Perpétuas de outras praias
Em Tenerife, ao longo de toda a linha costeira, em zonas de mato baixo ou em substratos arenosos, este pequeno arbusto prateado, profusamente florido nos meses da Primavera, cumpre o papel que nas praias do continente europeu está reservado à perpétua-das-areias (Helichrysum italicum). É a mesma folhagem linear, a mesma ramificação desordenada, os mesmos capítulos desprovidos de «pétalas» — e é, sobretudo, o mesmo amarelo dourado alegrando habitats semi-desérticos. De facto, os dois arbustos pertencem à mesma divisão (ou tribo) da família das asteráceas, tribo essa que, grosso modo, se caracteriza pelos capítulos só com flores tubulares formando corimbos mais ou menos densos. Fazem também parte da tribo arbustos como o alecrim-dos-paredes (Phagnalon saxatile) e ervas ruderais como o Pseudognaphalium luteo-album. São plantas generosas em néctar que devem o seu sucesso na natureza às honestas relações de proveito mútuo que estabelecem com os polinizadores.
O francês Alexandre Henri Gabriel de Cassini (1781-1832), que em 1823 cunhou o nome Schizogyne (que significa fêmea fendida, numa alusão à morfologia das flores femininas), admitiu que o novo género era muito próximo de Phagnalum; mas, quebrando a tradição, preferiu não usar um anagrama dessa palavra para o baptizar. Já então um quase anagrama, Gnaphalium, era o nome válido de um género botânico, e dentro da mesma tribo são vários os anagramas de Filago (por exemplo, Logfia e Ifloga) que também designam géneros botânicos.

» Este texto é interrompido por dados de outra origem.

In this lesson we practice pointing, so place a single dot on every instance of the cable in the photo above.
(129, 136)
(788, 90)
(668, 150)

A Schizogyne sericea, espontânea em todas as ilhas das Canárias à excepção de Fuerteventura, e conhecida no arquipélago como «salado blanco», só não é um endemismo canarino por ter sido assinalada nas Selvagens. Se não fosse esse percalço geo-político, o próprio género Schizogyne seria exclusivo das Canárias, já que a única outra espécie conhecida é endémica da Grã-Canária. Trata-se da Schizogyne glaberrima (fotos em baixo), que pelo tom verde da folhagem se distingue facilmente da sua congénere, e que no vernáculo local é apropriadamente chamada «salado verde».

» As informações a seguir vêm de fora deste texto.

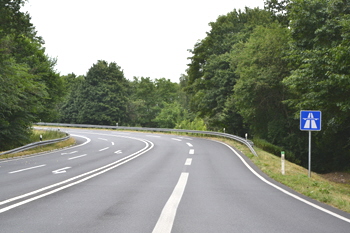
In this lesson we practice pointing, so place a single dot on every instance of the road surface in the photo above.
(143, 182)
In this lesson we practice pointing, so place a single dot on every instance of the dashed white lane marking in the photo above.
(104, 149)
(166, 219)
(29, 168)
(69, 153)
(285, 191)
(59, 171)
(185, 138)
(188, 162)
(79, 156)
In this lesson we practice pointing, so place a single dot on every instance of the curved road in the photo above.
(140, 182)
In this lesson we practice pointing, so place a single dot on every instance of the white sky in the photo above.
(146, 38)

Misteriosamente, Cassini, no mesmo artigo em que inagura o nome Schizogyne, descreve uma espécie, S. obtusifolia, que seria hoje a terceira do género se a sua existência fosse reconhecida. Cassini baseia a descrição em material guardado no herbário de um Sr. Mérat, e a incerteza quanto ao local de colheita chega a ser cómica: pode ter sido nas ilhas Maurícias ou em Tenerife, ou ainda no Cabo da Boa Esperança. Contudo, a planta que Cassini descreve corresponde, com quase perfeita exactidão, àquela que hoje conhecemos como Schizogyne sericea, nome que lhe foi atribuído apenas em 1836 por Augustin de Candolle (1778–1841). Não sabemos por que razão Candolle, que obviamente conhecia o trabalho de Cassini, achou necessário o novo nome, mas é improvável que Cassini tenha descrito uma planta cujo paradeiro actual seja desconhecido. Certos portais de referência insistem porém que Schizogyne obtusifolia é um nome válido, e sustentam mesmo que a planta em questão é endémica de Tenerife (exemplos: 1, 2). Contudo, esse nome não é incluído em nenhuma listagem actual da flora do arquipélago (exemplos: 3, 4).